Richard is also on to something in noticing the exuberant groveling before minorities to which Beck has grown accustomed. Whether making fictitious discoveries about black founders and black civic leaders in the early American Republic or celebrating Martin Luther King as the fount of American religious wisdom, one can count on Beck imitating a second-rate professor of black studies. Made-up black achievements flow from his lips, like the cascading Niagra River as it reaches the falls.
Although such performances may make Beck feel virtuous, they are inexpressibly infantile. Does Beck honestly believe that his confabulations would cause blacks to vote Republican? The GOP has been losing the black vote steadily since it embarked on its groveling campaign. If Beck’s noise has any value, it might be to reassure his neocon patrons that he shares their unqualified support for the civil rights revolution of the 1960s and 1970s. This revolution, taken together with its feminist, Latino, and gay legal repercussions, did far more to put the government on our backs than anything that Teddy Roosevelt or Martin Heidegger (who is another one of Beck’s villains) might have done. One might hope that a supposed advocate of small, decentralized government would address these transformations of the 1960s.
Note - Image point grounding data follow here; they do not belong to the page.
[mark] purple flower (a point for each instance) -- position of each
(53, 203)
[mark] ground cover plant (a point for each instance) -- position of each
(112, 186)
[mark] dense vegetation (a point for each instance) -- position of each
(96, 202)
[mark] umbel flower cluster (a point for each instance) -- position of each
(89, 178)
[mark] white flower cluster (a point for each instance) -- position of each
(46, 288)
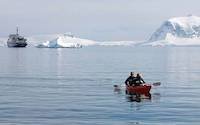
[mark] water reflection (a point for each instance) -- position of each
(138, 97)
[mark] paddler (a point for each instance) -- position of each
(131, 79)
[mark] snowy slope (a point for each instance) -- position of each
(178, 31)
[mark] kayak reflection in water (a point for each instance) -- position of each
(138, 97)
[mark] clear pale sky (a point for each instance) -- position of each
(92, 19)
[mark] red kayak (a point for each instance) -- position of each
(141, 89)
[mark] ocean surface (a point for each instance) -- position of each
(75, 86)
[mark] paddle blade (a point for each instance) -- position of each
(156, 84)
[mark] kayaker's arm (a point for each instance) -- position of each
(127, 81)
(142, 80)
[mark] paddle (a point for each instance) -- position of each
(156, 83)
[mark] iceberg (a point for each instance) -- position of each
(66, 41)
(179, 31)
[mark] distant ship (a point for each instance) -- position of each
(15, 40)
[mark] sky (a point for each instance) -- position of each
(101, 20)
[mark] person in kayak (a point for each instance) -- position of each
(131, 79)
(138, 80)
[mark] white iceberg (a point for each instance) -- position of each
(66, 41)
(179, 31)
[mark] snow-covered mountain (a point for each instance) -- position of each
(178, 31)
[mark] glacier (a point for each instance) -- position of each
(178, 31)
(66, 41)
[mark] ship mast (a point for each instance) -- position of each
(17, 31)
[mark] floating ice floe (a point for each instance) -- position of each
(66, 41)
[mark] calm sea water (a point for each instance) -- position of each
(75, 86)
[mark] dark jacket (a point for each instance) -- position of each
(130, 80)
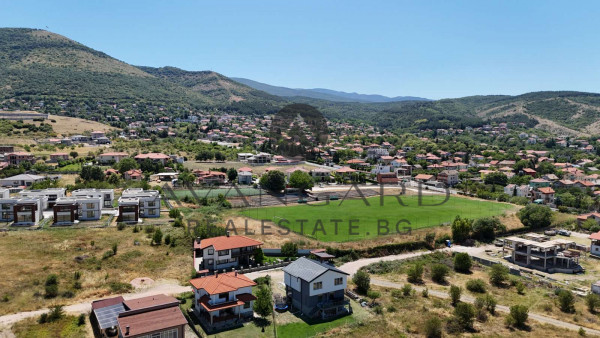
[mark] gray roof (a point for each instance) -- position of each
(107, 316)
(308, 269)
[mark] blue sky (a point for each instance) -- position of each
(433, 49)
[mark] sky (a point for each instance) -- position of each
(432, 49)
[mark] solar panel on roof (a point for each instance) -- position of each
(107, 316)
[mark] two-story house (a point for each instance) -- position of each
(49, 196)
(224, 252)
(316, 289)
(107, 195)
(136, 203)
(223, 299)
(69, 210)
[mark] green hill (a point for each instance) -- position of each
(44, 65)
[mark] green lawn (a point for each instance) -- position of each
(356, 220)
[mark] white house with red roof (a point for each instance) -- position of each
(223, 299)
(154, 157)
(224, 252)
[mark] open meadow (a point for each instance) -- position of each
(358, 219)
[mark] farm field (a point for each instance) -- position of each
(353, 220)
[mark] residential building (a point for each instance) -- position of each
(49, 196)
(21, 180)
(107, 196)
(544, 195)
(224, 252)
(27, 211)
(147, 317)
(17, 158)
(517, 190)
(545, 255)
(316, 289)
(138, 203)
(387, 178)
(449, 177)
(245, 177)
(595, 238)
(223, 299)
(57, 157)
(133, 175)
(112, 157)
(154, 157)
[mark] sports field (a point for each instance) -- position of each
(353, 220)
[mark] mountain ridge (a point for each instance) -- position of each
(324, 94)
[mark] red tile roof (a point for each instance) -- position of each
(146, 322)
(222, 282)
(98, 304)
(226, 242)
(150, 301)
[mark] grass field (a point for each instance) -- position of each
(357, 221)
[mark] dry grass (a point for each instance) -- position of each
(412, 312)
(28, 257)
(539, 298)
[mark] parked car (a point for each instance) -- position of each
(564, 232)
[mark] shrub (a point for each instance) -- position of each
(415, 273)
(566, 301)
(439, 273)
(520, 288)
(51, 280)
(51, 291)
(462, 262)
(81, 320)
(433, 327)
(464, 314)
(157, 237)
(56, 313)
(498, 274)
(373, 294)
(43, 318)
(592, 301)
(455, 292)
(289, 249)
(378, 310)
(476, 285)
(517, 316)
(362, 280)
(406, 290)
(108, 254)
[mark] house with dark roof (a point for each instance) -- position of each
(224, 252)
(316, 289)
(152, 316)
(223, 300)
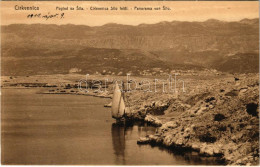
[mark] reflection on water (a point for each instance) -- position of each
(118, 139)
(74, 130)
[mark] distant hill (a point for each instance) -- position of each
(47, 49)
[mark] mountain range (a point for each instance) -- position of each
(30, 49)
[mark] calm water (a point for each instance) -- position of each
(70, 129)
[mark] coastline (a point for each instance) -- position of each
(207, 121)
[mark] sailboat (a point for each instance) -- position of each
(119, 108)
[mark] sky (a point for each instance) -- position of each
(180, 11)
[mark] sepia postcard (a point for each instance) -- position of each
(130, 83)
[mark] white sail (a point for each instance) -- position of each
(118, 104)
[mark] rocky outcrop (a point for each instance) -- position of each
(219, 123)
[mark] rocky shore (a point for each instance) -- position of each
(215, 116)
(221, 122)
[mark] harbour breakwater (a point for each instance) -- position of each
(217, 117)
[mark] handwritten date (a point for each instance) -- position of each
(46, 16)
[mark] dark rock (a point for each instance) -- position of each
(219, 117)
(207, 138)
(209, 99)
(251, 109)
(143, 140)
(232, 93)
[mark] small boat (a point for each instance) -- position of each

A promise: I shall gladly revise my negative judgment, which Richard helped confirm, if and when Beck brings on his program members of the non-authorized Right. It will not do simply to invite on more screamers against Obama’s inflationary policies or the discoverers of long-hidden links between Progressives and Democrats (but not between Progressives and Republicans). Unless Beck starts engaging “sensitive” issues, of the kind that Rand Paul recently broached, it will be clear that he is nothing more than what I think he is, a particularly hysterical shill for the usual suspects.